Von Berlin auf’s Land

 

Von Berlin aufs Land

In Berlin waren wir am 9. November 1989 unter den Tausenden von Menschen, die am Checkpoint Charlie standen und in dieser vibrierenden Anspannung kaum glauben wollten, dass sich die Mauer öffnen sollte, so wie es kurz zuvor im Radio gemeldet worden war.

Als sich Stunden später der nicht enden wollende Trabi-Strom bis zum Morgengrauen ins alte Westberlin ergoss, liefen wir zu Fuß zurück nach Schöneberg.

Wir spürten, dass sich etwas Grundlegendes verändert hatte und nichts mehr so sein würde, wie es lange Zeit gewesen war.
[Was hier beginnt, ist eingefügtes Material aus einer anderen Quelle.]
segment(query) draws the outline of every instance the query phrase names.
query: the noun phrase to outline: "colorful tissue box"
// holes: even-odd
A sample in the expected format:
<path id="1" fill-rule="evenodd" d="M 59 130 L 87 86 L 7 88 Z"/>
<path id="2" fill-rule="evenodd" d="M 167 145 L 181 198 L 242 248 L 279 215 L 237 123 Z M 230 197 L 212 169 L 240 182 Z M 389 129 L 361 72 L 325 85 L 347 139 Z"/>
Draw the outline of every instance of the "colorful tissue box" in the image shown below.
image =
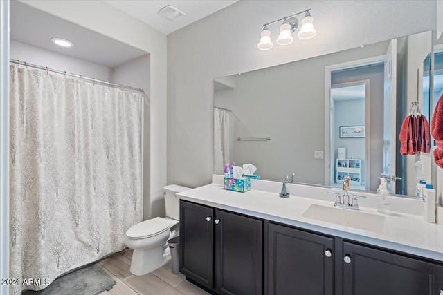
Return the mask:
<path id="1" fill-rule="evenodd" d="M 260 175 L 258 174 L 255 174 L 252 175 L 247 175 L 246 174 L 243 174 L 243 177 L 247 177 L 248 178 L 252 178 L 252 179 L 260 179 Z"/>
<path id="2" fill-rule="evenodd" d="M 224 178 L 224 189 L 244 193 L 251 191 L 251 178 Z"/>

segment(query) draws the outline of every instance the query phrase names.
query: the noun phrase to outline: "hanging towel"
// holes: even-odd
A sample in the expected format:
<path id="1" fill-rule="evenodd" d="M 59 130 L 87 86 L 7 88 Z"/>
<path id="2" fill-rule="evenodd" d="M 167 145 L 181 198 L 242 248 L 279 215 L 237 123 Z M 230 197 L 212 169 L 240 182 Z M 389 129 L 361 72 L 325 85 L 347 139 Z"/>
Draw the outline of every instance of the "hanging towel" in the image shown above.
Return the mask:
<path id="1" fill-rule="evenodd" d="M 401 124 L 399 140 L 401 146 L 400 153 L 401 155 L 415 155 L 417 153 L 417 140 L 415 135 L 417 129 L 417 117 L 414 115 L 408 115 Z"/>
<path id="2" fill-rule="evenodd" d="M 431 121 L 431 134 L 435 140 L 437 149 L 434 150 L 434 161 L 443 168 L 443 93 L 438 99 Z"/>
<path id="3" fill-rule="evenodd" d="M 417 145 L 418 151 L 429 153 L 429 122 L 425 116 L 419 115 L 418 120 L 418 140 Z"/>

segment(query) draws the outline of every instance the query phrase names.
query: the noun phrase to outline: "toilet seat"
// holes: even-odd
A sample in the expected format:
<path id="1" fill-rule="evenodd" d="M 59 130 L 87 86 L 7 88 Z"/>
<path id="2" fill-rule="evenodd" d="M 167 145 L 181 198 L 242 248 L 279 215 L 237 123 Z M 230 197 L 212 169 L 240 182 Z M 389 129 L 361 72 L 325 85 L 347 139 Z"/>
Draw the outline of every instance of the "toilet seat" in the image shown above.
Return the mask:
<path id="1" fill-rule="evenodd" d="M 138 223 L 126 231 L 126 236 L 132 239 L 149 238 L 169 230 L 171 222 L 161 217 Z"/>

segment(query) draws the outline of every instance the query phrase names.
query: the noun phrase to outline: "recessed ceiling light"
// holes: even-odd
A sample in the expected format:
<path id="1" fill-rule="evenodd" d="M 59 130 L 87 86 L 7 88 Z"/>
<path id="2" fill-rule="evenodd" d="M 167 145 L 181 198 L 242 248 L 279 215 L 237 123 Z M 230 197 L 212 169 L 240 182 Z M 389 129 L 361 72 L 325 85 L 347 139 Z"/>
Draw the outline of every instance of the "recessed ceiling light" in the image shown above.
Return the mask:
<path id="1" fill-rule="evenodd" d="M 74 44 L 72 43 L 71 41 L 68 41 L 65 39 L 62 39 L 62 38 L 51 38 L 51 41 L 52 41 L 53 43 L 55 43 L 55 44 L 58 45 L 59 46 L 63 46 L 63 47 L 72 47 L 74 46 Z"/>
<path id="2" fill-rule="evenodd" d="M 177 21 L 183 16 L 186 15 L 185 12 L 172 5 L 167 5 L 159 10 L 157 13 L 171 21 Z"/>

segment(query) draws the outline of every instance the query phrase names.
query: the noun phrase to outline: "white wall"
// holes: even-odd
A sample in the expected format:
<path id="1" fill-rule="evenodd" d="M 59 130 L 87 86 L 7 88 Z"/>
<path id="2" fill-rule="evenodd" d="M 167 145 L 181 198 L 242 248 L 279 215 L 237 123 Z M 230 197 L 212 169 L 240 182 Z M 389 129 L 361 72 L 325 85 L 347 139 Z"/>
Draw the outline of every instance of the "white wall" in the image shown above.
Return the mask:
<path id="1" fill-rule="evenodd" d="M 163 199 L 166 184 L 166 36 L 114 7 L 97 0 L 21 1 L 150 53 L 150 203 Z M 152 209 L 145 217 L 162 215 Z"/>
<path id="2" fill-rule="evenodd" d="M 111 81 L 112 70 L 107 66 L 61 55 L 53 51 L 10 40 L 10 58 L 39 66 L 47 66 L 73 74 Z M 55 75 L 55 74 L 53 74 Z"/>
<path id="3" fill-rule="evenodd" d="M 443 0 L 437 0 L 437 39 L 443 33 Z"/>
<path id="4" fill-rule="evenodd" d="M 309 8 L 315 38 L 257 48 L 263 23 Z M 432 1 L 242 1 L 170 34 L 168 183 L 210 182 L 215 78 L 435 29 L 435 11 Z M 269 28 L 275 41 L 278 25 Z"/>
<path id="5" fill-rule="evenodd" d="M 112 79 L 114 83 L 128 85 L 145 90 L 150 93 L 150 55 L 125 62 L 112 69 Z M 150 201 L 150 104 L 148 99 L 143 103 L 143 219 L 149 218 L 151 208 L 153 211 L 160 216 L 164 216 L 165 209 L 163 202 L 156 202 L 152 204 Z M 159 199 L 161 200 L 161 199 Z M 160 207 L 159 205 L 160 203 Z M 163 207 L 161 206 L 163 204 Z"/>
Schon seit Längerem hatten wir nur noch sporadisch Konzerte und Ausstellungen besucht, das ganze kulturelle Angebot erreichte uns nicht mehr, wir waren im Arbeitsalltag und der hektischen Berliner Taktung müde geworden; stadtmüde und erschöpft von ewig langen U-Bahnfahrten, von schlechter Luft in den Wintermonaten und ständig zunehmendem Verkehr. Meine Arbeit mit aggressiven, depressiven und psychotischen Menschen hatte mich ausgelaugt. Es gibt ein Foto von Susanne aus dieser Zeit, es muss  im Frühjahr 1990 gewesen sein.  Sie steht nicht weit vom Winterfeldplatz unter der blühenden Zierkirschenallee und scheint zu rufen: Der graue Winter ist vorbei! Nur: In diesem Jahr erreichte mich das nicht mehr, im tobenden Verkehr auf der Pallasstraße. Es war einfach zu laut, zu voll und zu stickig in der Stadt geworden. Vielleicht hatte sich gar nicht so viel verändert, nur mir war es zu viel geworden.

Die Entscheidung, aufs Land zu ziehen, fiel uns nicht leicht, es war ein langer Prozess. Die Nähe zur Großstadt erschien uns allerdings Bedingung zu sein. Unsere Wahl fiel auf Schleswig-Holstein, und im Hamburger Speckgürtel hofften wir, ein Haus zu finden, das sowohl bezahlbar als auch ruhig gelegen war. Und wo es möglich sein würde, einen Garten anzulegen.

In dieser Umbruchzeit träumte ich sehr viel von Wasser in allen Variationen, ich träumte auch von Bergen und Abstürzen. In diesen Träumen entwickelte sich so etwas wie ein Kompass, der beständig in eine Richtung zeigte, und diese Richtung war Norden, war weiter Himmel und viel Wasser.

Mitte der 80er Jahre war ich das erste Mal in Elmshorn und an der Elbe gewesen. Zwischen Elmshorn und dem Fluss liegt Neuendorf und fährt man auf der Bundesstraße Richtung Kollmar, geht kurz hinter Neuendorf ein riesiger Himmel auf, es wird weit, flach und offen. Schon damals hatte die Kompassnadel sacht gezittert.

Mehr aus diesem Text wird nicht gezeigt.